The Social Network : 500 millions de Facebookiens et moi et moi et moi...

Film événement de David Fincher (Fight Club, Zodiac, Seven...) aux 500 millions de spectateurs potentiels, The Social Network conte l'irrésistible ascension d'un génie asocial en quête de reconnaissance. Et ose en filigrane la thèse suivante : et si, derrière le succès et les controverses, Facebook n'était que le résultat mondialisé d'un chagrin d'amour de jeune homme ?

The Social Network, c'est donc l'histoire de Facebook. Et l'histoire de Facebook, c'est avant tout celle d'un étudiant d'Harvard coincé et immature, Mark Zuckerberg (Jesse Eisenberg), qui, échouant à intégrer une fraternité étudiante finira par créer la sienne sur le net. Mais en allant beaucoup plus loin. Car ce club d'un nouveau genre renversera l'échelle des valeurs : Si les final clubs, qu'on intègre par cooptation, sont cool parce qu'exclusifs, Facebook le sera en étant ouvert à tous : si tout le monde est sur Facebook, comment ne pas en être ? Zuckerberg, cet asocial qui « n'a même pas trois potes pour faire un bridge » va donc paradoxalement donner naissance à une nouvelle sociabilité mondiale. Paradoxalement ou pas, d'ailleurs, pour qui verra dans l'entreprise un remède de cheval à l'incommunicabilité chronique de son géniteur, une revanche intime qui vire quasi accidentellement au hit mondial.
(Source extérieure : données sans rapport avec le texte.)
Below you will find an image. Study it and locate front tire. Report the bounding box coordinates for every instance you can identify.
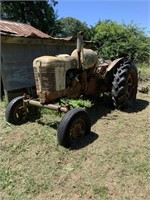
[57,108,91,148]
[112,62,138,110]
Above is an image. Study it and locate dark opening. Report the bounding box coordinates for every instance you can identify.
[0,78,4,100]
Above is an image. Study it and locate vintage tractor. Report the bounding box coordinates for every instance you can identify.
[6,32,137,147]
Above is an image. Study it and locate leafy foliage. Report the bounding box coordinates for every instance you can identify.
[1,0,58,35]
[59,17,91,40]
[92,20,149,62]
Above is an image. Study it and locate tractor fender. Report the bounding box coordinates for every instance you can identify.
[106,58,124,73]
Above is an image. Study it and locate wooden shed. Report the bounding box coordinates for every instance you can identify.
[0,20,76,101]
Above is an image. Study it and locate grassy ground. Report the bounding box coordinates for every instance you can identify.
[0,81,150,200]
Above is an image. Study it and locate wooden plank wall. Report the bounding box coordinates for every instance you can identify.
[1,42,75,91]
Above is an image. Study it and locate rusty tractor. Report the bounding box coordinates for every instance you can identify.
[5,32,137,147]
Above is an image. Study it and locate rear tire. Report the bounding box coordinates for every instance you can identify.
[112,62,138,110]
[57,108,91,148]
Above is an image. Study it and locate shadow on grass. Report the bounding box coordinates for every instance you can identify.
[35,97,149,150]
[70,132,99,150]
[124,99,149,113]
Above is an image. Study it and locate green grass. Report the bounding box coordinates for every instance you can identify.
[0,88,150,200]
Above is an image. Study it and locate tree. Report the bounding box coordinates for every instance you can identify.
[59,17,91,40]
[1,0,59,35]
[92,20,149,62]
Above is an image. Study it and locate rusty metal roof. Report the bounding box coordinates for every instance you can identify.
[0,20,72,41]
[0,20,51,38]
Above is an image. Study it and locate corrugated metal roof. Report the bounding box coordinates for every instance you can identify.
[0,20,51,38]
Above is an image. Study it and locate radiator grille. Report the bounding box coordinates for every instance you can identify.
[34,67,56,92]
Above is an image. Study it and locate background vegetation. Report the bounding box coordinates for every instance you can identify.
[1,0,150,66]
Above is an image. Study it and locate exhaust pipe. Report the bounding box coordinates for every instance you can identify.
[77,31,83,69]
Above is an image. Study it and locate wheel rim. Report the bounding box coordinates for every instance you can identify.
[13,104,26,122]
[126,73,136,100]
[70,119,85,138]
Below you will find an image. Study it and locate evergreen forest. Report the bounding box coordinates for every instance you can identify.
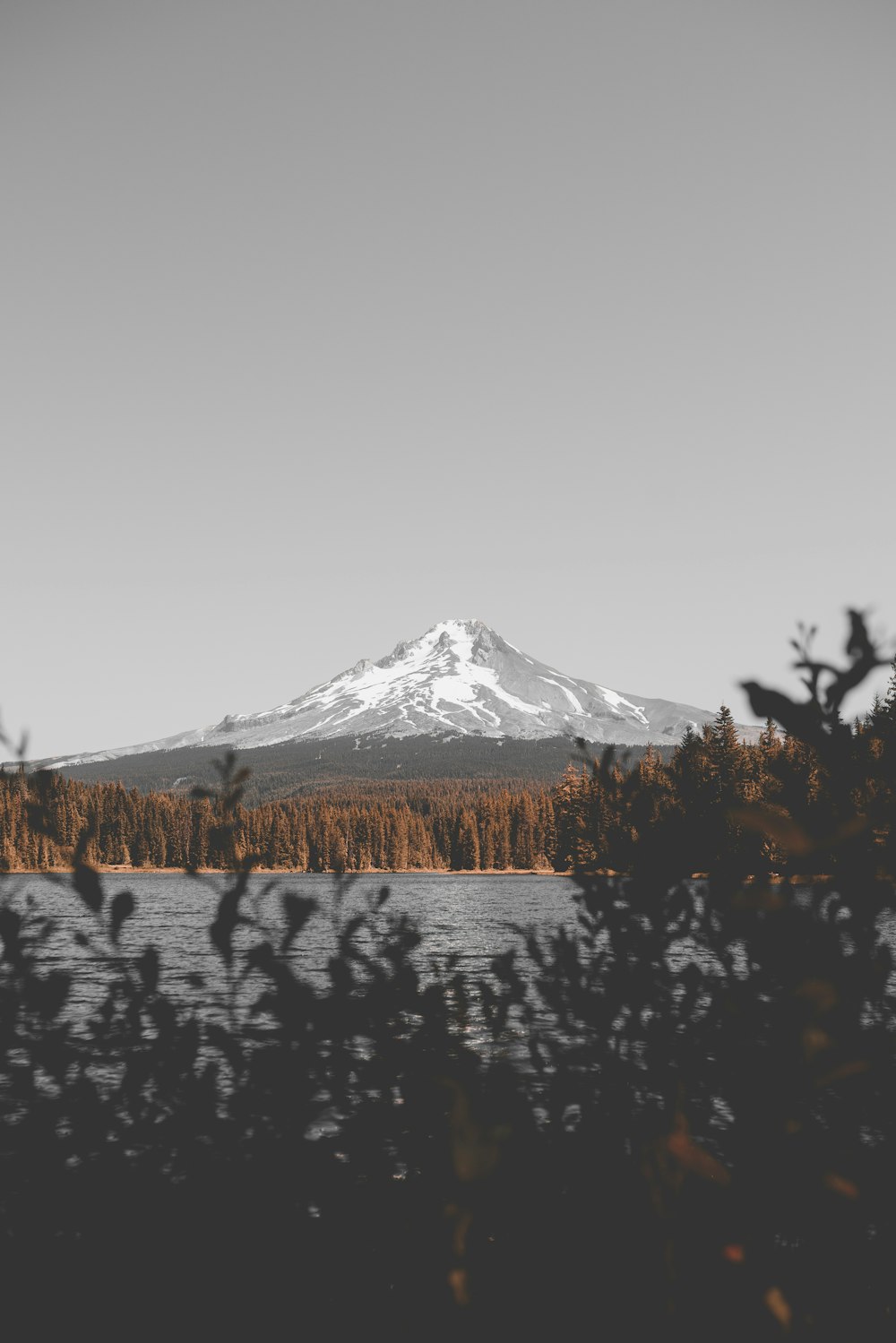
[0,614,896,1343]
[0,676,896,873]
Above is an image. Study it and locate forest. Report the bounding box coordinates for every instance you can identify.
[0,676,896,873]
[0,616,896,1343]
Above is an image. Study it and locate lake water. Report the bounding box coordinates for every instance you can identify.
[0,872,585,1015]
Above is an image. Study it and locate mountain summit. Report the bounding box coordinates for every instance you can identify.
[43,621,741,765]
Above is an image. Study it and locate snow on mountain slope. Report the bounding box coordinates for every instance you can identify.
[41,621,741,765]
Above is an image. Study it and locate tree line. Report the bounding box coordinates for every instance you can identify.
[6,676,896,873]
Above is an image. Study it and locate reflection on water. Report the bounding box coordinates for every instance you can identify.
[0,873,576,1031]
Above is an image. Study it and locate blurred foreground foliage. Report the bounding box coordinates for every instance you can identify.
[0,616,896,1343]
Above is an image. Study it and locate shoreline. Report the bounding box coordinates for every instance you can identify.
[0,864,566,877]
[0,864,836,886]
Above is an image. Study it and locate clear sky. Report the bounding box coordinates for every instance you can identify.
[0,0,896,754]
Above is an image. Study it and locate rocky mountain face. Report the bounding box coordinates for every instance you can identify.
[39,621,750,767]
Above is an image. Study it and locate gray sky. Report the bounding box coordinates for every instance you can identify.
[0,0,896,754]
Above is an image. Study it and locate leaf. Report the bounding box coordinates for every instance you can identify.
[667,1119,731,1184]
[0,905,22,966]
[208,873,246,966]
[280,891,318,952]
[108,891,135,942]
[825,1171,858,1198]
[71,862,102,915]
[728,803,814,856]
[763,1287,794,1330]
[137,947,159,994]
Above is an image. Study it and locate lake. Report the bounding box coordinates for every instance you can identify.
[0,872,588,1015]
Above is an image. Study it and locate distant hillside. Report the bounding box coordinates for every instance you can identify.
[47,733,673,803]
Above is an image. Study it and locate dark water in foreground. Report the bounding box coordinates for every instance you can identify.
[0,873,576,1012]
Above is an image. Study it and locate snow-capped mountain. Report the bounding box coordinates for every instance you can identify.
[43,621,741,767]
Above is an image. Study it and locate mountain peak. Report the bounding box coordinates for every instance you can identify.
[43,619,757,764]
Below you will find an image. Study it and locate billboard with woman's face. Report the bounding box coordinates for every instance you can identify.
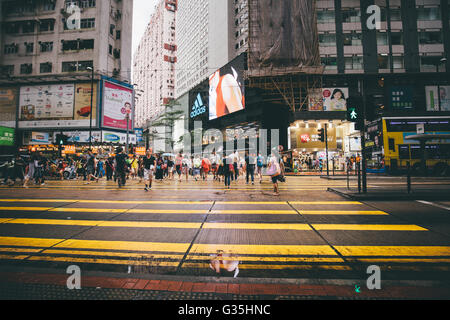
[102,81,133,130]
[309,88,348,111]
[209,55,245,120]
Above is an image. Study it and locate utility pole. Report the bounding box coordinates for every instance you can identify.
[86,66,94,150]
[359,78,367,194]
[325,123,330,177]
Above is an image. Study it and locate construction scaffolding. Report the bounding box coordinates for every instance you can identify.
[244,0,324,112]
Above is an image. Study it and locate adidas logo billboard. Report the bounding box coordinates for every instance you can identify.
[191,93,206,119]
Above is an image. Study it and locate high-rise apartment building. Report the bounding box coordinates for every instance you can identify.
[133,0,177,127]
[0,0,133,81]
[176,0,248,98]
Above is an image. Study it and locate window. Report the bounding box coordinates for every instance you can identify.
[3,43,19,54]
[392,56,405,69]
[62,61,94,72]
[319,33,336,47]
[391,31,403,46]
[417,6,441,21]
[0,65,14,75]
[320,57,337,70]
[344,33,362,46]
[22,21,34,33]
[389,8,402,21]
[39,20,55,32]
[40,42,53,52]
[419,31,442,44]
[342,8,361,22]
[25,42,34,53]
[345,56,364,70]
[80,18,95,29]
[79,39,94,50]
[420,56,442,70]
[20,63,33,74]
[40,62,52,73]
[378,54,390,69]
[317,10,335,23]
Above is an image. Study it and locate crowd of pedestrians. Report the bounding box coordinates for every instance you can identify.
[0,147,284,193]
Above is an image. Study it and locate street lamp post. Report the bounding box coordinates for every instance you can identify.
[86,67,94,149]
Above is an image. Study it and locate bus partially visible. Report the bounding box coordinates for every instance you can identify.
[381,117,450,176]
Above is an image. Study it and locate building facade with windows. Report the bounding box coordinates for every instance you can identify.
[133,0,178,127]
[0,0,133,81]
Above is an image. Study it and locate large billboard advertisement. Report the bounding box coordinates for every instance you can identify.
[102,81,133,130]
[308,88,349,111]
[209,55,245,120]
[0,87,18,128]
[425,86,450,111]
[248,0,320,74]
[19,84,74,121]
[0,126,15,146]
[19,83,97,129]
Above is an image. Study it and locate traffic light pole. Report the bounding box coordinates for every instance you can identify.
[325,123,330,177]
[360,79,367,194]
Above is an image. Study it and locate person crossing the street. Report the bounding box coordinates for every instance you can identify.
[115,147,128,188]
[143,150,156,191]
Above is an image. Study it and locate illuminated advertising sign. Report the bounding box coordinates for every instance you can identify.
[102,131,136,144]
[0,88,18,128]
[0,127,14,146]
[102,81,133,130]
[425,86,450,111]
[308,88,349,111]
[209,55,245,120]
[19,83,97,129]
[30,132,50,144]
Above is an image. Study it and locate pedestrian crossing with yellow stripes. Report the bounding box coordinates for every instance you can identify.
[0,198,450,277]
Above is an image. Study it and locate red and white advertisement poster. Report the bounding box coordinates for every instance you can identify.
[103,81,133,130]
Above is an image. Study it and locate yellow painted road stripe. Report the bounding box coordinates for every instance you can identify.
[0,247,42,252]
[203,223,312,231]
[0,199,213,205]
[183,262,351,271]
[6,219,201,229]
[211,210,297,214]
[0,207,54,211]
[334,246,450,257]
[0,237,450,257]
[28,256,179,267]
[0,218,428,231]
[191,244,337,256]
[48,208,128,213]
[312,224,428,231]
[299,210,389,216]
[0,237,60,248]
[349,258,450,263]
[289,201,362,205]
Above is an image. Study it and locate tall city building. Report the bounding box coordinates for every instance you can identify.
[133,0,177,127]
[0,0,133,81]
[175,0,248,98]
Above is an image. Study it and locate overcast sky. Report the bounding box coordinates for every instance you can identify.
[133,0,158,55]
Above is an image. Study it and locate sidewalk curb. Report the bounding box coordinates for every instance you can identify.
[0,272,450,300]
[327,188,448,201]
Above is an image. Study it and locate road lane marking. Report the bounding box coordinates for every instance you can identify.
[0,237,64,248]
[0,207,55,211]
[299,210,389,216]
[334,246,450,257]
[0,199,213,205]
[416,200,450,211]
[0,218,428,231]
[312,224,428,231]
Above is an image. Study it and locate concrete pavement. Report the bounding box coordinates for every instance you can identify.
[0,177,450,298]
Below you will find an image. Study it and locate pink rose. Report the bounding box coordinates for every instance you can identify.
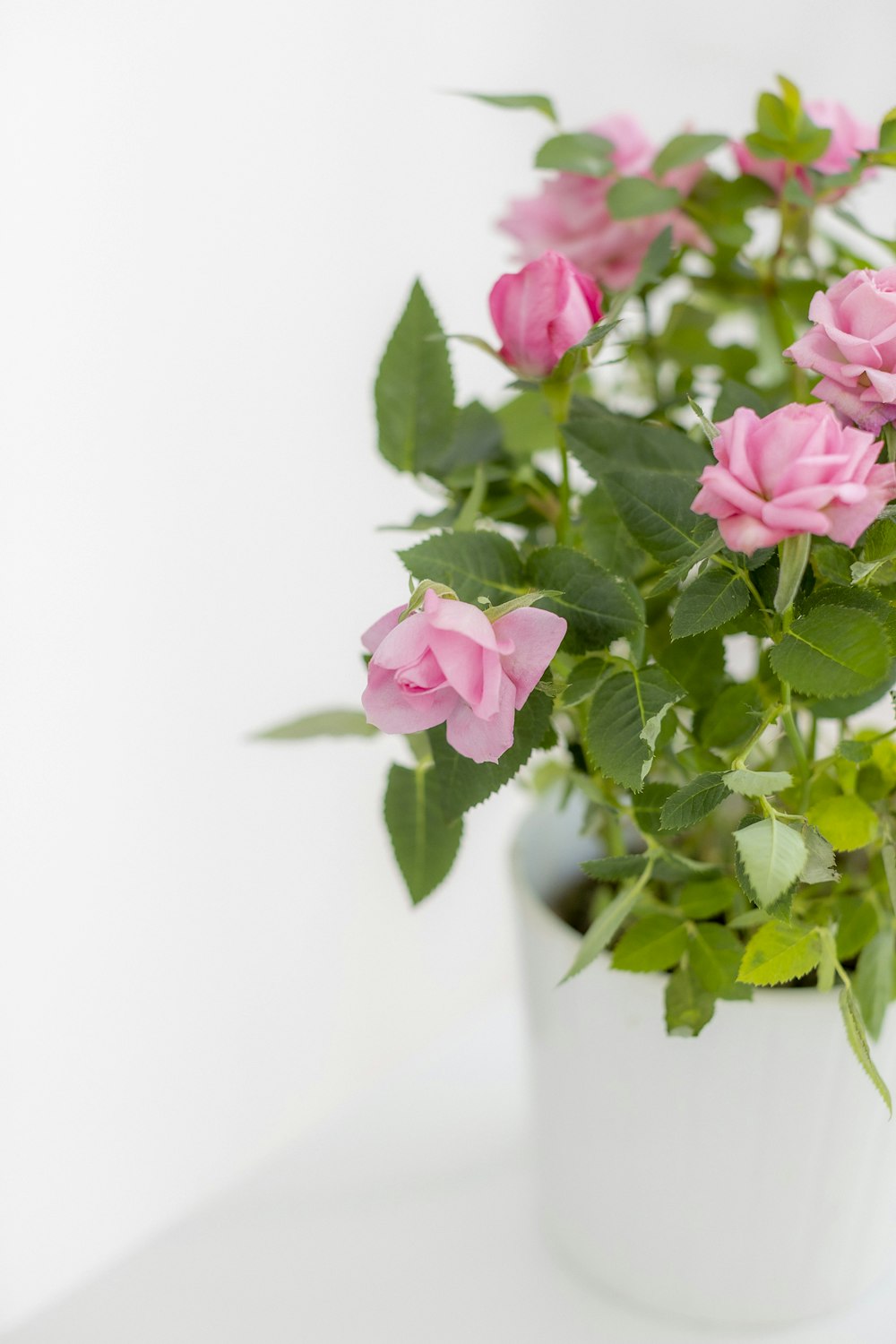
[361,589,567,762]
[732,99,877,199]
[691,403,896,556]
[785,266,896,435]
[500,116,710,289]
[489,253,602,378]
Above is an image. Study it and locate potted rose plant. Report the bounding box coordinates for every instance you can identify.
[270,80,896,1322]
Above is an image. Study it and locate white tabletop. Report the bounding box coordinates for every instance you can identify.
[5,1000,896,1344]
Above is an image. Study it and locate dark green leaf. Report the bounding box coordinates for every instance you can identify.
[672,569,750,640]
[771,607,891,696]
[662,771,728,831]
[586,667,685,793]
[563,397,710,478]
[385,765,463,905]
[375,281,454,472]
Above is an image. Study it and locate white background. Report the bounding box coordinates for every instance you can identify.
[0,0,896,1325]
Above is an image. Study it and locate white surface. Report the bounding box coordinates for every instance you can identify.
[514,808,896,1325]
[4,999,896,1344]
[0,0,896,1324]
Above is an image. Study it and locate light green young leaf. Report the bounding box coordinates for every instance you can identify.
[560,867,650,984]
[688,924,753,999]
[535,131,613,177]
[672,569,750,640]
[399,532,530,604]
[735,817,809,910]
[806,793,880,851]
[723,771,794,798]
[586,667,685,793]
[667,967,716,1037]
[853,924,896,1040]
[375,281,455,472]
[613,916,688,972]
[840,986,893,1117]
[607,177,681,220]
[258,710,379,742]
[384,765,463,905]
[662,771,728,831]
[653,134,728,177]
[461,93,557,124]
[737,919,821,986]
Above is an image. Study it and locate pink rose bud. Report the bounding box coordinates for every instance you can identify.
[732,99,877,199]
[785,266,896,435]
[691,403,896,556]
[361,589,567,762]
[489,253,602,378]
[500,116,710,289]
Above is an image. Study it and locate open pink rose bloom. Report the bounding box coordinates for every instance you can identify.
[489,252,602,378]
[692,403,896,556]
[732,99,877,199]
[361,589,567,762]
[500,116,710,289]
[785,266,896,435]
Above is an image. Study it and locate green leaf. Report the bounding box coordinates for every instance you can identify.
[840,986,893,1117]
[385,765,463,905]
[667,967,716,1037]
[735,817,809,910]
[586,667,685,793]
[579,486,645,577]
[799,824,840,884]
[737,919,821,986]
[528,546,645,658]
[678,878,737,919]
[770,605,890,696]
[258,710,379,742]
[562,878,643,984]
[563,397,710,478]
[375,281,454,472]
[834,897,877,961]
[613,916,688,972]
[633,782,676,835]
[461,93,557,123]
[688,924,751,999]
[399,532,530,604]
[662,771,728,831]
[712,378,777,425]
[605,470,707,567]
[806,793,879,851]
[853,925,896,1040]
[653,134,728,177]
[427,691,551,822]
[672,569,750,640]
[723,771,794,798]
[607,177,681,220]
[535,131,613,177]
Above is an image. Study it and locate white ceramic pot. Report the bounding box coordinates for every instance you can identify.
[514,809,896,1325]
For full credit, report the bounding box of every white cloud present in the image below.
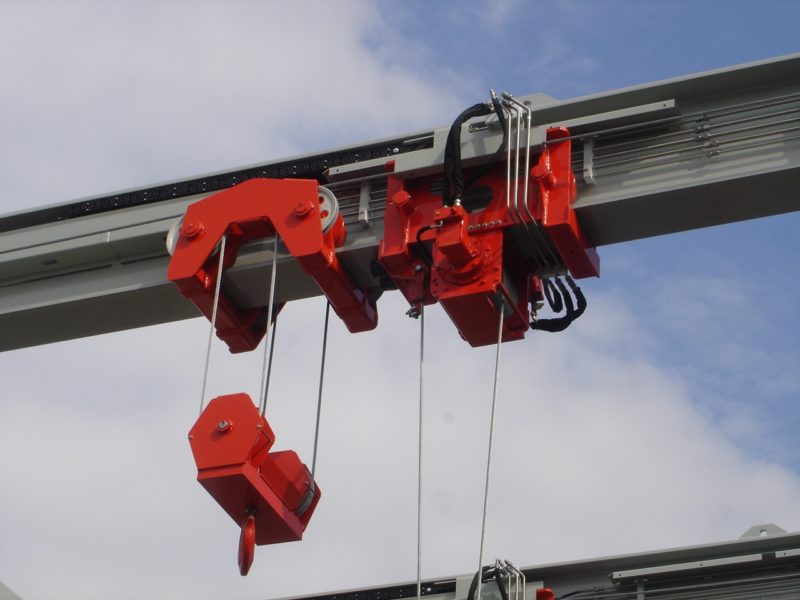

Le traumatisme initial, digne d'une tragédie greco-américaine, est là : Zuckerberg largué par sa petite amie, à qui il ne parvient pas à faire comprendre qu'il ne la mérite pas autrement qu'en prétendant le contraire. Et elle de l'écraser d'une prophétie : « tu vas devenir riche et célèbre (il n'a encore rien fait, NDLR). Mais tu va traverser la vie en pensant que les filles ne t'aiment pas parce que tu es un geek et ça ne sera pas vrai. Ce sera parce que tu es un connard. » C'est la scène d'ouverture du film. Jamais on ne saura vraiment si David Fincher entend confirmer ou infirmer l'affirmation de la jeune femme.

Candide asocial

Familier de la figure du double, du double jeu (de dupes), du double sens, d'une réalité toute virtuelle, Fincher alterne entre genèse de l'empire Facebook et scènes des procès que cette genèse a engendré entre Zuckerberg et ceux qui lui contestent la paternité du concept. Pour lui, il s'agit de brouiller les pistes d'une réalité divergente et sujette à points de vue. Ainsi que de la responsabilité et des motivations réelles de Zuckerberg. Est-il un démiurge manipulateur ou un ado paumé dépassé par l'ampleur de sa créature ? Un pur cynique ou un candide asocial qui ne pense pas à mal ? Aux frères Winklevoss, prodigieux jumeaux nietzschéens qui réclament leur part du gâteau, Zuckerberg assène : « si vous aviez vraiment eu l'idée de Facebook, eh bien vous auriez inventé Facebook ». Désarmant. De même, tout ce qui importe au jeune génie c'est que Facebook, et par extension lui-même, apparaissent comme « cool ». Et non, contrairement à ses pairs, l'idée de faire fortune. D'où son différend avec Eduardo Saverin, son (seul) ami et associé, partisan de la publicité sur Facebook. C'est d'ailleurs le fait de s'accrocher à ses principes qui fait de Zuckerberg un visionnaire (et paradoxalement, aujourd'hui, un milliardaire). Tant pis si au passage, il faut, pour être cool, pour relier le monde, se couper de ses rares vrais amis. On verra ici, de la part du réalisateur, une parabole sur l'outil Facebook lui-même, et sa seule véritable concession critique au concept.

Village mondial

Cette oscillation du film dans les limbes de la vérité, n'est pas sans rappeler Fight Club. Notamment dans les tiraillements à peine visible (parfois une simple moue, un regard) de l'esprit d'un héros de tragédie qui voit une autre réalité que les autres. Les deux films, tous deux en quête d'une nouvelle sociabilité dans une société de l'isolement, ouvrent et closent d'ailleurs symboliquement une décennie qui aura exploré tous les chemins menant au village mondial – de l'écroulement symbolique du World Trade Center dans tous les salons du monde (scène quasi prophétisée à la fin de Fight Club) à l'amitié virtuelle avec le monde entier – sans parvenir à s'affranchir pour autant de la solitude structurelle de l'individu. A la fin, sublime, on ne peut d'ailleurs s'empêcher de se demander si en lieu et place de cette fortune colossale, de cette notoriété mondiale, de la paternité de l'une des inventions du siècle, Zuckerberg n'aurait pas tout simplement préféré réussir dans son entreprise initiale, la raison sous-jacente peut-être de toute ambition masculine : séduire la fille qu'il aime. Pour mieux conclure que Facebook est peut-être l'enfant monstrueux et mondialisé d'un tragique ratage intime et d'une solitude intolérable. Et que c'est ainsi qu'avance le monde.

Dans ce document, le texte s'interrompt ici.